INTERROGATIONS DIDACTIQUES

Les didactiques concernent l'art ou la manière d'enseigner les notions propres à chaque discipline et même certaines difficultés propres à un domaine dans une discipline. On rencontre couramment deux discours qui semblent osciller entre deux choix de formations, celui du "savoir" ou celui de "l'expérience".

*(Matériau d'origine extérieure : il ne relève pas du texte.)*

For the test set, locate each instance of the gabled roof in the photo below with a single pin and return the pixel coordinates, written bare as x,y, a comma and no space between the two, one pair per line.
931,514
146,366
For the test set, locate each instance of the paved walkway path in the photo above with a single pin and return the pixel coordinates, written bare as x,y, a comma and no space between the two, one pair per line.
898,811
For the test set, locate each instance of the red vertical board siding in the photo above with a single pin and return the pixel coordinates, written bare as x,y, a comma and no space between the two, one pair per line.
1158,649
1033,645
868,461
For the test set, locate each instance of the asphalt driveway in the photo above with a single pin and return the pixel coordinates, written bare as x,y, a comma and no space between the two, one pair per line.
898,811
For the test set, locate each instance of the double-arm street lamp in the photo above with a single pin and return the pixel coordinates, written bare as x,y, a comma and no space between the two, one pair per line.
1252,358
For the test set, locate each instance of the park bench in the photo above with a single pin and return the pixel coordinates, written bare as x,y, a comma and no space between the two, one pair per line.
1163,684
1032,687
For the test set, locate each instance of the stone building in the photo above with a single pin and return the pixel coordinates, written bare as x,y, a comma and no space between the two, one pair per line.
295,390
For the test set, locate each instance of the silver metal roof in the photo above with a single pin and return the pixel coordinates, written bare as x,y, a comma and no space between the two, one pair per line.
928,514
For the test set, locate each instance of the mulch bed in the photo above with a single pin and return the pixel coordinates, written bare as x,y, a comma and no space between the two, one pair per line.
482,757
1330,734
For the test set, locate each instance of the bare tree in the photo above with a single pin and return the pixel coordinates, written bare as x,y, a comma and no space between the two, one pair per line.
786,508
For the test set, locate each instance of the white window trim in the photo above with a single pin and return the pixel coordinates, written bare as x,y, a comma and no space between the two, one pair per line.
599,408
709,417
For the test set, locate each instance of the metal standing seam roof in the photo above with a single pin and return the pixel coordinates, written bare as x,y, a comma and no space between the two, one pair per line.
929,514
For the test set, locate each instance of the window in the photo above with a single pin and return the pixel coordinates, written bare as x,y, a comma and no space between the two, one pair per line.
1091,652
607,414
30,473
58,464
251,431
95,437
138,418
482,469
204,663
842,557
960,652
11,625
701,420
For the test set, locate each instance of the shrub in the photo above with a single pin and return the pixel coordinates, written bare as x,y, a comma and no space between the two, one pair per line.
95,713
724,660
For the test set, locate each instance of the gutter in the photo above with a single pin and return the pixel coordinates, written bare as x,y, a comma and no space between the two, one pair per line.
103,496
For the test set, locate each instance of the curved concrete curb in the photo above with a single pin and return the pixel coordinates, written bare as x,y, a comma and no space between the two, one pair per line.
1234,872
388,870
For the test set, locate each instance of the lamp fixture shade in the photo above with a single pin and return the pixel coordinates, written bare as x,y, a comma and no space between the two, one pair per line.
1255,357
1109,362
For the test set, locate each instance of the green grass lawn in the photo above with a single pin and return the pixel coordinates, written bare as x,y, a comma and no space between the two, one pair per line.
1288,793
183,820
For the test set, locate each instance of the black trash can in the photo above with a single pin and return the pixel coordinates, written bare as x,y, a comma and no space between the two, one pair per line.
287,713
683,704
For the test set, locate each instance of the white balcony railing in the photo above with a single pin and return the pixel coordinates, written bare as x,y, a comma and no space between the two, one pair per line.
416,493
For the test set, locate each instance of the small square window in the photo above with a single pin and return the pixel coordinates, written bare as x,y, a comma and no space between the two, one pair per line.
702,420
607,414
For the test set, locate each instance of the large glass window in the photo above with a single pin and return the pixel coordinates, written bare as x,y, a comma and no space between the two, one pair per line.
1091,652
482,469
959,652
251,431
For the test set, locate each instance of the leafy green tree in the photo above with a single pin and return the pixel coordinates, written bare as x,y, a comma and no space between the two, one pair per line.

Celui-ci ne résout pas la question de l'action : même s'il y a science, on peut savoir en théorie et ne pas savoir décider dans les cas pratiques. En ce qui nous concerne, certains formateurs ont appris la science de la négociation mais éprouvent des difficultés quant aux situations d'apprentissage en simulation ou en réel. Certains n'ont même jamais eu affaire à un client.

Celui-là n'assure pas nécessairement une expérience avisée et ne donne pas d'indépendance : on répète les erreurs de chacun, on se conforme à ce que font tous les autres. Il s'agit d'une expérience limitée. Ce qui n'est pas encore pensé, ce sont à la fois la nature de la théorie et les caractéristiques de l'expérience.

Se pose alors la question d'un trait d'union ou d'une articulation entre ces deux éléments. Comment relier SAVOIR et EXPERIENCE ? Doit-on commencer une leçon, organiser un travail, effectuer un exercice et trouver leur articulation ?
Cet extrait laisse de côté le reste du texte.